During a broadcast on Twitch, the LFI MP expressed the desire to entrust the sale of cannabis, if it were to be legalized, to convicted dealers. A proposal which caused a reaction on the right.
LFI deputy Sébastien Delogu has been making news on social networks in recent days. He actually suggested, if cannabis were to be legalized, to entrust its sale to convicted dealers.
“If we ask for the legalization of cannabis and for the delivery of cannabis to be well managed by the French state, this leads to questions about the people who have been penalized before, and that we give them the opportunity to sell and to govern that, it somehow avoids confining them and perhaps letting them go, perhaps selling another drug.he declared during a broadcast broadcast on the Twitch application, according to BFM TV.
A response from the right
“We cannot highlight people who have been convicted, who have broken the law when everyone, all French men and women who get up early to work, are respectful of common law”explains Sylvain Soumite, LR mayor of the 11th and 12th arrondissements of the Marseille city, according to BFM Marseille Provence.
For his part, Bruno Retailleau declared on his X profile: “In Mr. Delogu's ideal world, the dealer is an honorable civil servant. In mine, he lost his social housing, he no longer has the right to appear in the neighborhood where he dealt, he no longer has benefits and he's in jail.”
The rebellious deputies continue in their pro-drug delusions.
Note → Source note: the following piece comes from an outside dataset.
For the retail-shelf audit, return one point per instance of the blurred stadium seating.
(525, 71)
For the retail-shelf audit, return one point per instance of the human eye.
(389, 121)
Should we remind them that drugs destroy adolescents, break up families, cause more than 20% of road deaths, etc.? ?In Mr. Delogu's ideal world, the dealer is a civil servant… https://t.co/MXECmGoR52
— Bruno Retailleau (@BrunoRetailleau) https://twitter.com/BrunoRetailleau/status/1874145216199856153?ref_src=twsrc%5Etfw
“Promote the skills acquired during trafficking”
Antoine Léaument, LFI deputy for Essonne, expressed this Thursday, January 2, on the Apolline Matin show: “If we legalize cannabis within a state framework, provide an amnesty for people convicted, either for petty dealing or for consumption, to allow them, they called it “valorizing the skills” acquired during illegal trafficking.”
The MP underlines that a possible legalization of a narcotic, such as cannabis, “is a policy to fight against trafficking”which must be accompanied by a prevention component, for example.